Neste sentido, o Tribunal
indica que “os projectos de autoestradas, em Espanha, se licitaram de maneira
pontual, mas os contratos renegociaram-se pouco depois, o que suscita perguntas
sobre se a contratação foi devidamente gerida”.
As auditorias revelam que no
caso das autoestradas público-privadas analisadas os custos dispararam após a
contratação em cerca de 300 milhões de euros que o sócio público devia assumir.
Em suma, o custo da autoestrada A-1 aumentou 33% (158 milhões de euros) e um
atraso de dois anos e a autoestrada C-25 na Catalunha teve um aumento de 20,7%
(143,8 milhões de euros, incluindo 88,9 milhões de euros em custos financeiros)

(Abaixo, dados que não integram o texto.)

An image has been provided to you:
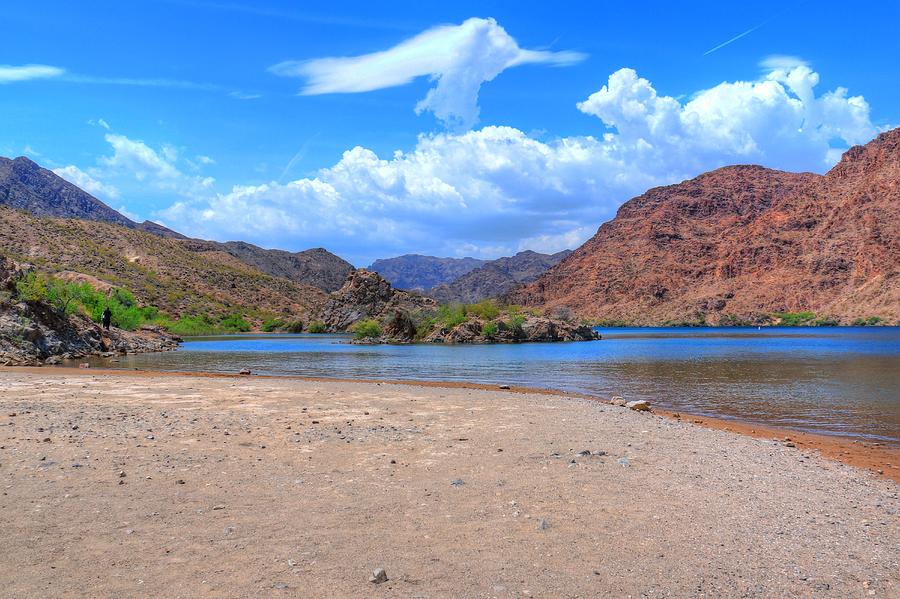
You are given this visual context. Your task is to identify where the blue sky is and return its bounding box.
[0,0,900,265]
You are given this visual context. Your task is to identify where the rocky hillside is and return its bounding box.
[220,241,353,292]
[368,254,485,291]
[0,256,179,366]
[0,157,353,292]
[319,269,437,332]
[0,156,182,237]
[506,129,900,325]
[0,207,327,320]
[426,250,572,303]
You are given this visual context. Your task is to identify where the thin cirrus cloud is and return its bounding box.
[269,18,585,127]
[0,64,66,84]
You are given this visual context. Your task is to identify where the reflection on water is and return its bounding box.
[89,327,900,444]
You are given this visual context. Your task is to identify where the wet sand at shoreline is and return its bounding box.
[0,368,900,597]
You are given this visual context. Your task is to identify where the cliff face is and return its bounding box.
[505,129,900,324]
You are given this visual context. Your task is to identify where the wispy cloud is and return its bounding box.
[62,73,224,91]
[703,19,771,56]
[150,0,410,31]
[269,18,585,127]
[0,64,66,84]
[228,91,262,100]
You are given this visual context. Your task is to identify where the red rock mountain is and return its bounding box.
[505,129,900,325]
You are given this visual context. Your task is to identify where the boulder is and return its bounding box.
[319,269,437,338]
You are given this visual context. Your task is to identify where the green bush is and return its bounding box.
[853,316,884,327]
[465,300,500,320]
[481,322,497,338]
[281,320,303,333]
[350,318,381,339]
[438,304,467,329]
[506,314,525,337]
[306,320,328,335]
[166,316,221,337]
[772,312,816,327]
[219,314,250,333]
[16,272,50,302]
[259,318,284,333]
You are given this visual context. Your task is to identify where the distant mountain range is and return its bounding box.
[369,250,571,303]
[425,250,572,303]
[367,254,485,291]
[0,157,353,292]
[506,129,900,325]
[0,129,900,325]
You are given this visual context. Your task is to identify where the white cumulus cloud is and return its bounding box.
[270,18,584,127]
[151,65,879,265]
[0,64,66,84]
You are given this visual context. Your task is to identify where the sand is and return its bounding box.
[0,369,900,597]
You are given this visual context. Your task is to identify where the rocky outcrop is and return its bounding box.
[368,254,485,291]
[0,256,180,366]
[426,250,572,304]
[503,129,900,325]
[423,316,600,343]
[319,269,437,332]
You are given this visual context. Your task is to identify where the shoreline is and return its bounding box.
[0,366,900,483]
[0,368,900,599]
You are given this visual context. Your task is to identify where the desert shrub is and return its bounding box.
[219,314,250,333]
[466,299,500,320]
[481,322,497,338]
[350,318,381,339]
[16,272,50,302]
[438,304,467,329]
[550,306,575,322]
[853,316,884,327]
[167,316,220,337]
[772,312,816,327]
[259,318,285,333]
[506,314,525,337]
[281,320,303,333]
[306,320,328,335]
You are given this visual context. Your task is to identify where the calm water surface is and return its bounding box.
[95,327,900,444]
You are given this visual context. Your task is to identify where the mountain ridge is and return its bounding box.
[0,156,353,292]
[505,129,900,325]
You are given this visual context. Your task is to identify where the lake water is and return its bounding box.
[98,327,900,444]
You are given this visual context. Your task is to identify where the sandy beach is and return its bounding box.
[0,369,900,597]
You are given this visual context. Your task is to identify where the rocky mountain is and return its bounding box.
[319,269,437,331]
[0,256,180,366]
[368,254,485,291]
[217,241,353,292]
[426,250,572,304]
[0,156,183,237]
[0,157,353,292]
[0,207,327,320]
[506,129,900,325]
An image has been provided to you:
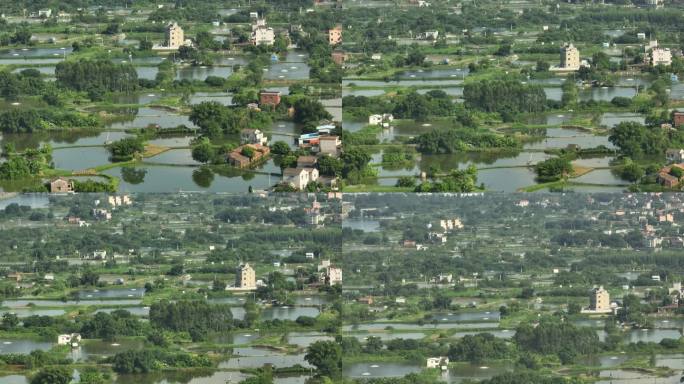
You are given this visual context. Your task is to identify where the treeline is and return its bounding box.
[414,129,520,154]
[214,208,307,225]
[55,60,138,93]
[608,122,684,158]
[107,349,213,373]
[551,230,644,248]
[80,309,143,341]
[415,165,478,192]
[240,228,342,244]
[513,321,601,364]
[150,300,233,332]
[342,89,462,121]
[0,108,100,133]
[189,101,271,137]
[0,147,52,180]
[463,80,546,114]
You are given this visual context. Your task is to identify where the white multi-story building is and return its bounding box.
[235,263,256,289]
[648,48,672,67]
[560,44,580,71]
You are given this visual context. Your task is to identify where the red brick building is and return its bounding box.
[227,144,271,168]
[259,91,280,107]
[674,112,684,128]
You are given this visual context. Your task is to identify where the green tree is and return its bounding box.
[304,340,342,377]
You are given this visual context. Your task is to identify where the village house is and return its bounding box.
[551,43,582,71]
[582,286,613,313]
[283,167,318,191]
[297,156,318,168]
[235,263,256,289]
[93,208,112,221]
[228,144,271,168]
[672,111,684,128]
[330,51,347,65]
[259,91,280,107]
[107,195,133,208]
[646,48,672,67]
[657,163,684,188]
[57,333,81,347]
[665,148,684,163]
[37,8,52,19]
[240,129,268,145]
[318,136,342,156]
[50,177,74,193]
[325,267,342,286]
[328,25,342,45]
[425,356,449,370]
[416,31,439,40]
[368,113,394,127]
[5,272,23,283]
[250,19,275,46]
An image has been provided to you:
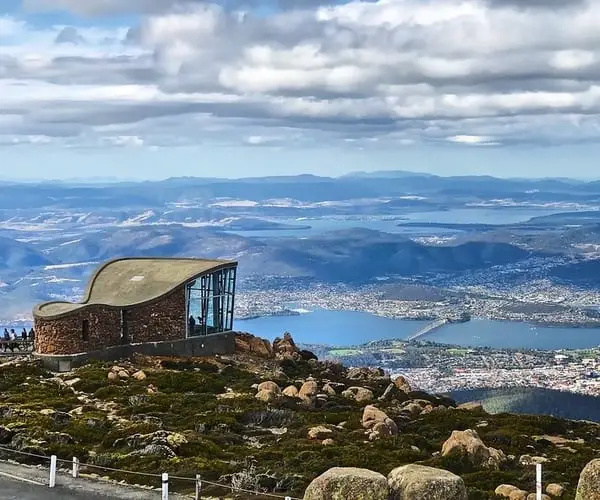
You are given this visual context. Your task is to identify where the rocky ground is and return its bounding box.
[0,334,600,500]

e atrasos de 14 meses. E isto apenas nas autoestradas auditadas neste
relatório.
Próximo
negócio, a água
As conclusões do Tribunal de
Contas Europeu conhecem-se após o anúncio dos resgates das autoestradas com
portagem por parte do governo central, o que supõe uma nova paulada nos modelos
de parceria público-privada. Contudo, as grandes construtoras já não têm os
olhos postos nas infraestruturas de transportes como as autoestradas, que
consideram um sector esgotado financeiramente, mas centram-se, agora, no
negócio da água pública, onde, como explicam os peritos, há um mercado
garantido.
“A água é um serviço público
que se presta sob condições de monopólio natural e de um ponto de vista
mercantilista, estes serviços apresentam o grande atractivo de disporem de
clientes cativos, uma procura estável e capacidade de pagar por esses serviços,
seja através do orçamento municipal ou de tarifas aos consumidores. Aceder a
este “mercado” é o sonho de qualquer multinacional”, afirma Luis Babiano,
gerente da Associação Espanhola de Operadores de Água Pública (AEOPAS).
De facto, segundo dados do
Tribunal de Contas, os serviços já privatizados (seja como empresas que ficaram
com a concessão do serviço de águas ou empresas mistas público-privadas)
apresentam sobrecustos que vão de 22% a mais de 90%, relativamente ao serviço
prestado de forma directa, com encarecimentos médios de 27% na recolha do lixo
ou 71% na limpeza das ruas (que aparecem na factura da água). Sobrecustos a
somar a uma menor qualidade na prestação do serviço e um subinvestimento, de
acordo com as mesmas fontes.
Numa situação de emergência
social e de duras críticas sobre este modelo público-privado ou directamente
privatizador, a patronal da água AEAS-AGA, que agrupa as três principais
multinacionais da água – FCC Aqualia, Grupo Suez e Acciona – e,
surpreendentemente, algum operador público, mandou recentemente uma carta aos
grupos parlamentares para incluir os mecanismos de contratação público-privados
como prioridade dentro do chamado Pacto Nacional da Água em que o Executivo
está a trabalhar: uma espira mais no modelo que procura fazer negócio a partir
dos serviços públicos e requer a conivência dos representantes políticos.